Fannie and her husband were also active in local and state political life. Charles Bishop was a State Senator from 1915 to 1917. Fannie ran for the state legislature in 1922. From the voters guide we read: “Mrs. Fannie Bishop has been a genuine factor in the civic affairs of Salem for many years and is well known throughout Marion County in her own right aside from the circumstances that ex-Senator C. P. Bishop is her husband and Representative Thomas B. Kay is her brother. She has her brother’s facility for concise expression in public. We doubt whether any family has done more for the development of industry in Oregon than that which Mrs. Bishop is the alert and clear-headed center. She was one of the organizers of the original Salem Women’s Club and the Republican Study Club, and attended the 1924 National Republican Convention. ” Fannie was not successful in her campaign for public office. However, she continued to be an active leader in Salem’s business and social community. She died in 1944.
Did these two ladies, living only a few blocks away from each other, become friends?

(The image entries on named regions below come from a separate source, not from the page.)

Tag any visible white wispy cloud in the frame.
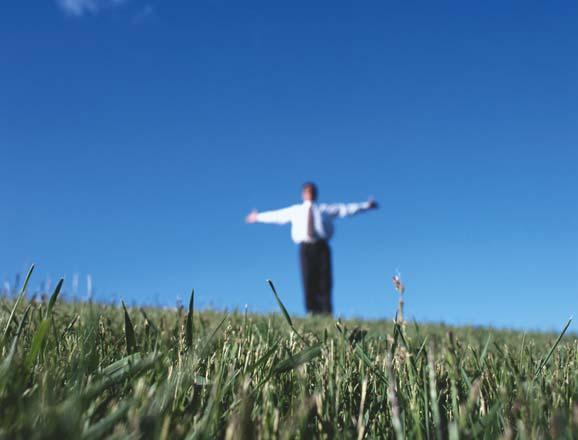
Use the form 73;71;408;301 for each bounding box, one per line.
56;0;128;17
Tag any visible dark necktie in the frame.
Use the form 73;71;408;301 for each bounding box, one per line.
307;205;317;241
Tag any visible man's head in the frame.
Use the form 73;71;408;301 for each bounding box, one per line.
301;182;317;202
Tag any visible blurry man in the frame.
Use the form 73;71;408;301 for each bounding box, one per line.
246;182;377;314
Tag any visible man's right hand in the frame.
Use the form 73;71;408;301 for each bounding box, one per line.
367;197;379;209
245;209;258;223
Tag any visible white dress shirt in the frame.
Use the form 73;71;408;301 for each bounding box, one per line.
257;201;370;243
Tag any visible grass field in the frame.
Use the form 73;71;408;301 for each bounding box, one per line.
0;266;578;439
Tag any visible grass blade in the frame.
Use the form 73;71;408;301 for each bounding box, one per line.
534;318;572;380
185;289;195;350
273;344;321;374
122;301;138;354
2;264;34;342
267;280;305;343
45;278;64;318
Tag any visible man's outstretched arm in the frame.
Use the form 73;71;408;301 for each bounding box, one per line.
323;198;378;217
245;206;293;225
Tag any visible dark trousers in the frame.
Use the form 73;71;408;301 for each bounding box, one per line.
299;240;333;314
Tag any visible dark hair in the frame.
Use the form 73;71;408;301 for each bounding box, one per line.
301;182;317;200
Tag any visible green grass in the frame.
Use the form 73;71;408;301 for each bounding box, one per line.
0;276;578;439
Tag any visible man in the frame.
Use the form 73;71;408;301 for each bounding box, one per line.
246;182;377;314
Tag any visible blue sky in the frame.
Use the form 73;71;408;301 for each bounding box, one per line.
0;0;578;329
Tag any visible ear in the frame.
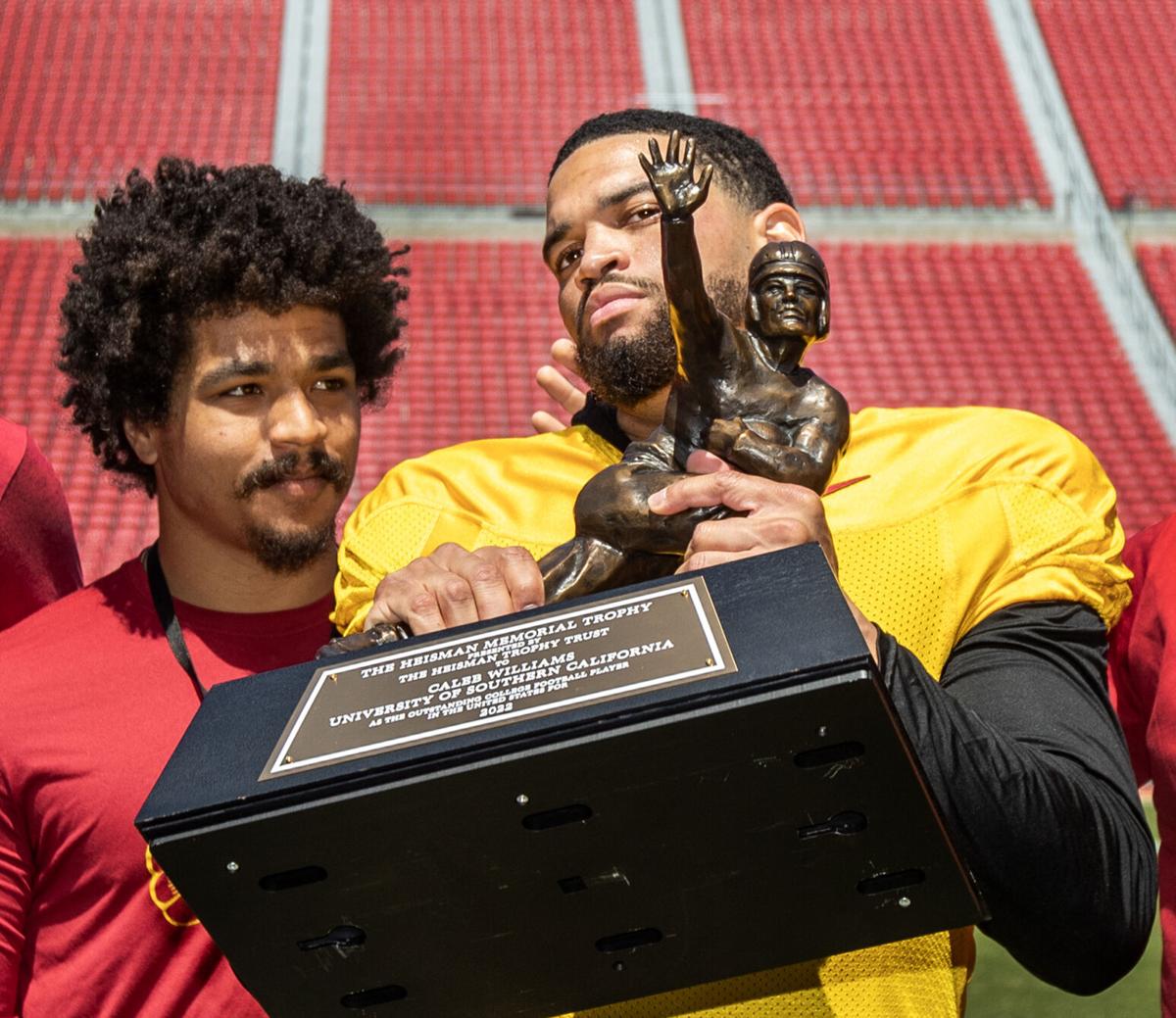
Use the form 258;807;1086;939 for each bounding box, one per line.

Or were their personalities, both developed by their fathers, so different that they had little in common? They would have been acquaintances, at least, in the same Salem of that era, but one imagines the unmarried, very private Sally might have enjoyed quite a different life-style and social circle from the mother, businesswoman and public figure Fannie became. We honor both for their contributions to the Salem we know today.